XOR-free sets: Maximum density?

Question

It is known that sum-free subsets of $\mathbb{N}$ can have natural density at most $\frac{1}{2}$. This density is achieved by the odd numbers: the sum of two odd numbers is even.

I ask now a similar question for XOR rather than addition. For $a,b \in \mathbb{N}$, define $a \oplus b$ as follows: Represent $a \ge b$ as binary numbers, pad the smaller $b$ with zeros, and take the bit-wise XOR of the binary representation. For example, $35 \oplus 15 = 44$: \begin{eqnarray} 35 = & \;100011\\ 15 = & \;001111\\ \oplus = & \;101100 \end{eqnarray} The condition for a set $S \subset \mathbb{N}$ to be XOR-free is that, for any $a,b \in S$, $a \oplus b \not\in S$.

Q. What is the largest density of an XOR-free subset $S$ of $\mathbb{N}$?

Again the odd numbers with density $\frac{1}{2}$ are XOR-free. I am not seeing an argument that $\frac{1}{2}$ is the maximum possible density.

Answer 1

Let $a\in S$ be some fixed element. Note that $a\oplus b \le a + b$. Let $N$ be some big number. Put $M = [1, \ldots , N]\cap S$. We have $a\oplus M \cap M = \varnothing$. We also have $a\oplus M \subset [1, \ldots , N + a]$. Therefore $2|M| \le N + a$ or $|M| \le \frac{N}{2} + \frac{a}{2}$. Since $a$ is fixed taking limit $N\to \infty$ yields the desired result.

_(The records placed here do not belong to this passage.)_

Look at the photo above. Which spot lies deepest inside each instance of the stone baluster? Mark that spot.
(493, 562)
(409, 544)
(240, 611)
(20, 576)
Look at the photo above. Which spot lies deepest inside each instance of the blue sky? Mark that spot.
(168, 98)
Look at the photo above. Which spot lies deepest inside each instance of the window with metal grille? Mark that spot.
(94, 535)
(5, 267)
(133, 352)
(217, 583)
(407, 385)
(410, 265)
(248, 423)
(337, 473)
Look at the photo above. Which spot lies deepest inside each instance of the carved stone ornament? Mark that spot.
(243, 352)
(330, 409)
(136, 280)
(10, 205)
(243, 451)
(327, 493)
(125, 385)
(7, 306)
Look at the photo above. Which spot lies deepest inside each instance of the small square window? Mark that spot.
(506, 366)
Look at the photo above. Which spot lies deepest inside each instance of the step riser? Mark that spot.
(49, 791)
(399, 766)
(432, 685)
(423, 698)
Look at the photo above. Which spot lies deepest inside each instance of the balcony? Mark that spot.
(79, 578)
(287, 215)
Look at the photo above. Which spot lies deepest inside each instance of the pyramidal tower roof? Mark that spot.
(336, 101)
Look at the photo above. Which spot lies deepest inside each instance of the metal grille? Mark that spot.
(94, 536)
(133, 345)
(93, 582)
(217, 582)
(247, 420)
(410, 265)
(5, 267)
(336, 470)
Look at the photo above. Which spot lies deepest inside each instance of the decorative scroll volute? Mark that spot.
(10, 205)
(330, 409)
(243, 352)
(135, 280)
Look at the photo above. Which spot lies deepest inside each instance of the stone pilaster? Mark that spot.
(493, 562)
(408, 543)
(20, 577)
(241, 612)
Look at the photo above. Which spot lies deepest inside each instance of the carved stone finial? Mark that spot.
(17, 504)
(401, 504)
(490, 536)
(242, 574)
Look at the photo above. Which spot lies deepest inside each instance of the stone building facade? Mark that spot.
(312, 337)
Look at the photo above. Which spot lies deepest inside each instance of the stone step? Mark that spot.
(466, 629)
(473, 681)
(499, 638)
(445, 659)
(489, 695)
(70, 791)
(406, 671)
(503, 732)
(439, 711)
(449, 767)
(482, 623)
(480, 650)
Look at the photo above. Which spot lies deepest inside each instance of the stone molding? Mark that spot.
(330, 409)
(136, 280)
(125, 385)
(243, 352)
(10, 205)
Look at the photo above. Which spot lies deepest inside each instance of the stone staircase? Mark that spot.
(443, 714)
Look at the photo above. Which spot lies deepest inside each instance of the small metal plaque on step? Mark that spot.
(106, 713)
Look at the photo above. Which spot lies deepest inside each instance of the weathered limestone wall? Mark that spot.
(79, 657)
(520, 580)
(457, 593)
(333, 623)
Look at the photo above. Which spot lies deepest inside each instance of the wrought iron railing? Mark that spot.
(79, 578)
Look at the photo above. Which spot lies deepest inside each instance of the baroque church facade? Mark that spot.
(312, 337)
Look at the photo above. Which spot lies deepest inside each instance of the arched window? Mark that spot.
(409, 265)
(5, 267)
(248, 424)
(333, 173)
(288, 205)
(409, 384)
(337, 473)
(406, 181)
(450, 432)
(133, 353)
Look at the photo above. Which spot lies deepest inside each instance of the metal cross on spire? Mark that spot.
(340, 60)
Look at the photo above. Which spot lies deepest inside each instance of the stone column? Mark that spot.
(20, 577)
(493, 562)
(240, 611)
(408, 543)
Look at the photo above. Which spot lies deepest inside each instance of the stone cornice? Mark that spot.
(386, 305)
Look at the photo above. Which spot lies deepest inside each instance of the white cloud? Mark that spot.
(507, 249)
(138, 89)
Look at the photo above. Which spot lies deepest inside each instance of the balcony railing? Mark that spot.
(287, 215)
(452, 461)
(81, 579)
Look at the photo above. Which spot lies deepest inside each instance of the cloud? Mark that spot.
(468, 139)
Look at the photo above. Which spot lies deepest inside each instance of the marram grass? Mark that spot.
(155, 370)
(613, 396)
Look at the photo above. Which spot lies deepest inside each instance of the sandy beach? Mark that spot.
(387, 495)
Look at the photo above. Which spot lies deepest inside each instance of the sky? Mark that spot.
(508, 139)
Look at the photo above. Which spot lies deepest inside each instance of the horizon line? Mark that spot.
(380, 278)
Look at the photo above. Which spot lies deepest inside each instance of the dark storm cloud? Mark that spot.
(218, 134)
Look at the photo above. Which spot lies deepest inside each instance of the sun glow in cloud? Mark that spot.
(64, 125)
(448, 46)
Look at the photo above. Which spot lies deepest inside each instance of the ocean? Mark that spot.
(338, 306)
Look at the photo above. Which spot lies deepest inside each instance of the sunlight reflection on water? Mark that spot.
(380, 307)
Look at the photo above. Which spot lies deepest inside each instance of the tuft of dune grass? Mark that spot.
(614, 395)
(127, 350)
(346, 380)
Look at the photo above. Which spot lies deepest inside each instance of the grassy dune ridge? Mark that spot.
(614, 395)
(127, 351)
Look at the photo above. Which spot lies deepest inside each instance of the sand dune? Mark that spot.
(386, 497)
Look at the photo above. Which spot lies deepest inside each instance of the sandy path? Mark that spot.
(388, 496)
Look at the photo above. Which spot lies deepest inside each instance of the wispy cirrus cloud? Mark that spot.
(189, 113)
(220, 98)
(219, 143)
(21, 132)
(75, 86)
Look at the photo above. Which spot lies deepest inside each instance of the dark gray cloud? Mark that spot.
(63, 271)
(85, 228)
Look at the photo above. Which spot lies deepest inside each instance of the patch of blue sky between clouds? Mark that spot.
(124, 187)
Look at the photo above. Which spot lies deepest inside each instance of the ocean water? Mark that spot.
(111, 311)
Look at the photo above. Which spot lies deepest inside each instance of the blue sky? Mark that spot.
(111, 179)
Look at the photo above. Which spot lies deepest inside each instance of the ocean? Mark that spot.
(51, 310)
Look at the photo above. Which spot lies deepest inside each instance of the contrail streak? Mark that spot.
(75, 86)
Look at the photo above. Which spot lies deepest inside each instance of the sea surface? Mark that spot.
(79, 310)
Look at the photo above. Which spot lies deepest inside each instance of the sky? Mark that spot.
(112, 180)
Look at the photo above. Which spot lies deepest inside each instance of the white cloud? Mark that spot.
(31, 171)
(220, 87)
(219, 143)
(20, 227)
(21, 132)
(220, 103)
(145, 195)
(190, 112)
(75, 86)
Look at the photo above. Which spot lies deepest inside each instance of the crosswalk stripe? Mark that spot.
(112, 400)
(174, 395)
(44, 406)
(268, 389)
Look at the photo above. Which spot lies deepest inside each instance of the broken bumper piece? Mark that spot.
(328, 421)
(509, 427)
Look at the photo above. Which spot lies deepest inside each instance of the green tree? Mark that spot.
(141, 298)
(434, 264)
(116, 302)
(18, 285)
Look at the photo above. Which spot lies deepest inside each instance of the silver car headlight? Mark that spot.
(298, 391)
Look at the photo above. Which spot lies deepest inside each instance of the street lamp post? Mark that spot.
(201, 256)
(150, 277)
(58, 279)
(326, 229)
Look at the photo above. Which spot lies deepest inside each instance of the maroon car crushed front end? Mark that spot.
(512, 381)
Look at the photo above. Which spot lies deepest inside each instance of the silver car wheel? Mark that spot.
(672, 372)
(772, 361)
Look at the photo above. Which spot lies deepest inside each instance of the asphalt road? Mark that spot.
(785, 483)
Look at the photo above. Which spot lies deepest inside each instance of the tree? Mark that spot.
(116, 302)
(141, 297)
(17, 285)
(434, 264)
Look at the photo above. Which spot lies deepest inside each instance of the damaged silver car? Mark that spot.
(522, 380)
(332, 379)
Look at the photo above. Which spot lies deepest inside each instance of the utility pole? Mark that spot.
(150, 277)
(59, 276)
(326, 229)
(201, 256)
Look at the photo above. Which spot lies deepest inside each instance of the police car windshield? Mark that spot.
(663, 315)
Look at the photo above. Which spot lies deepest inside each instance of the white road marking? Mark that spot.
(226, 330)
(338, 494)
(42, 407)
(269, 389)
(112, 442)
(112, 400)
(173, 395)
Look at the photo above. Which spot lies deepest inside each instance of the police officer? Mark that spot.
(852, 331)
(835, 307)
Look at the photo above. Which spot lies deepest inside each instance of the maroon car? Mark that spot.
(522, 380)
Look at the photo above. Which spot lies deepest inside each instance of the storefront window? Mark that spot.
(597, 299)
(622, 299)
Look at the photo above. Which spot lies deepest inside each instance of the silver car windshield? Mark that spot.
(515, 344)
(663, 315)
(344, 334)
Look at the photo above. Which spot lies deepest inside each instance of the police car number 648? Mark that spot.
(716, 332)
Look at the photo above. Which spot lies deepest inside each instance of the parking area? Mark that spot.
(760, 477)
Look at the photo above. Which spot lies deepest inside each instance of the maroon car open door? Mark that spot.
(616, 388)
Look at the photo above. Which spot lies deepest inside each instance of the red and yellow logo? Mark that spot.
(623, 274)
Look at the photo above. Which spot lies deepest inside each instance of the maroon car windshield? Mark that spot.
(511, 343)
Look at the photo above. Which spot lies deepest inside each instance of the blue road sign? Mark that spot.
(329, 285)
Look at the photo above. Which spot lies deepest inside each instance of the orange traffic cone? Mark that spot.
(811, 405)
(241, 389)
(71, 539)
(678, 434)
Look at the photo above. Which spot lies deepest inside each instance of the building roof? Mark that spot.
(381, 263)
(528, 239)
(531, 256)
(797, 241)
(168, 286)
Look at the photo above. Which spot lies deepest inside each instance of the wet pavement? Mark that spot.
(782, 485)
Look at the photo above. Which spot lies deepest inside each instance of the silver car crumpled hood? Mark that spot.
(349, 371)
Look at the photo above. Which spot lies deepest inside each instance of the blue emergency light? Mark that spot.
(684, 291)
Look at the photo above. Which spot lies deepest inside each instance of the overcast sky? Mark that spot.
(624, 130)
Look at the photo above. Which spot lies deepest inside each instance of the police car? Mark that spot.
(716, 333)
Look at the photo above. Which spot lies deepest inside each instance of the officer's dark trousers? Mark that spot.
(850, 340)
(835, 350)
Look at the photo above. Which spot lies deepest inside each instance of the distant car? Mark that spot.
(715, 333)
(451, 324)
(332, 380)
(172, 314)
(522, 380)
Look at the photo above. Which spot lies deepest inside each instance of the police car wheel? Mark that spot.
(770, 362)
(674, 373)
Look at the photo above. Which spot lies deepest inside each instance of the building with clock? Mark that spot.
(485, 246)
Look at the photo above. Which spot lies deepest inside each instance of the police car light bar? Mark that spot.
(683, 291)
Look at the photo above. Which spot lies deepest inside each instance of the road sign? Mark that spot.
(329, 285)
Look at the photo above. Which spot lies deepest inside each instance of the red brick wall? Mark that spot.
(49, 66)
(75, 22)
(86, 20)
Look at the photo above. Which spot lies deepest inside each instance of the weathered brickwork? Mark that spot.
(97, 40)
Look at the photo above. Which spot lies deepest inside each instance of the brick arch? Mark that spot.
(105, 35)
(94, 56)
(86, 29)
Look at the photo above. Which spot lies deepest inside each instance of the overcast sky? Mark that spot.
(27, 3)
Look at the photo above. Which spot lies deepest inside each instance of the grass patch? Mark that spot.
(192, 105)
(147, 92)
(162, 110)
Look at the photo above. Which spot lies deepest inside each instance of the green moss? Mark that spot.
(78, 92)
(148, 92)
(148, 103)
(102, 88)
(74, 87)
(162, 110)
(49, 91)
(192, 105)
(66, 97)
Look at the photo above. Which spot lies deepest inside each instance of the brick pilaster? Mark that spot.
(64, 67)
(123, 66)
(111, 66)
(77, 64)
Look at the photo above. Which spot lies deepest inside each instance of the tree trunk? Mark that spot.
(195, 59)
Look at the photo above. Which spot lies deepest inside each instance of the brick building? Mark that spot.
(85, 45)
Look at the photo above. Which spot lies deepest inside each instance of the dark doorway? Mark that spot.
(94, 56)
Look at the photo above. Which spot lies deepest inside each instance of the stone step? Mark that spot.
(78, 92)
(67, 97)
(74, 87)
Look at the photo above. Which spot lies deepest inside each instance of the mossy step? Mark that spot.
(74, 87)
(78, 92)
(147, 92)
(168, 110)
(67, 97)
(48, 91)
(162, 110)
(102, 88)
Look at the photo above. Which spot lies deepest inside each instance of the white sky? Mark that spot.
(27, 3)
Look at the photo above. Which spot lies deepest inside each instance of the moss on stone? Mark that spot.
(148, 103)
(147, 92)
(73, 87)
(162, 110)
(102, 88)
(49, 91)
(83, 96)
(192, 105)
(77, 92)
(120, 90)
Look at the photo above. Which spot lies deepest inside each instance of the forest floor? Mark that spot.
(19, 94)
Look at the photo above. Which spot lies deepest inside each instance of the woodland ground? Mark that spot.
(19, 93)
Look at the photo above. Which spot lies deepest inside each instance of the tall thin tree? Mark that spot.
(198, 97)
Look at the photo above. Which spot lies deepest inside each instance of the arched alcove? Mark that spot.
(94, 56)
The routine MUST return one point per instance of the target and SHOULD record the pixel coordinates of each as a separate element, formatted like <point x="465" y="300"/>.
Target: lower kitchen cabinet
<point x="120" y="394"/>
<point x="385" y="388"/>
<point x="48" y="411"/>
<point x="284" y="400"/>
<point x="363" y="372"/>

UPD Here is an answer for a perhaps more interesting question: what is limsup of the biggest density of the subset of $[0, \ldots , N]$ which is XOR-free. Note that if $N = 2^k - 1$ for some $k\in \mathbb{N}$ then $|S| \le 2^{k-1}$. Indeed, for any $a, b\in [0, \ldots, N]$ we have $a\oplus b \in [0, \ldots , N]$ . Since $|S\oplus S| \ge |S|$ and $S\cap (S\oplus S) = \varnothing$ we get $2|S| \le (N+1)$ or $|S| \le 2^{k-1}$.

For the general case assume that $2^k \le N < 2^{k+1} - 1$. Then on the one hand $|S| \le 2^k$ since $S\subset [0, \ldots , 2^{k+1}-1]$ and on the other hand $|S| \le 2^{k-1} + (N - 2^k) = N - 2^{k-1}$ since $|S\cap [0, \ldots , 2^k - 1]| \le 2^{k-1}$. Therefore $3|S| \le 2N$ or $|S| \le \frac{2N}{3}$.

Here is an example (found partly via computer search) which shows that density $\frac{2}{3}$ is possible: put $N = 6*2^k$ and let $S$ be a set of all numbers consisting of $k + 3$ digits such that first three of them is from the following set $M = \{(0, 1, 0), (0, 1, 1), (1, 0, 0), (1, 0, 1)\}$. Note that $S\oplus S \cap S = \varnothing$, all elements of $S$ are not greater than $N$ and $|S| = 4*2^k$. Therefore $\frac{|S|}{N} = \frac{2}{3}$.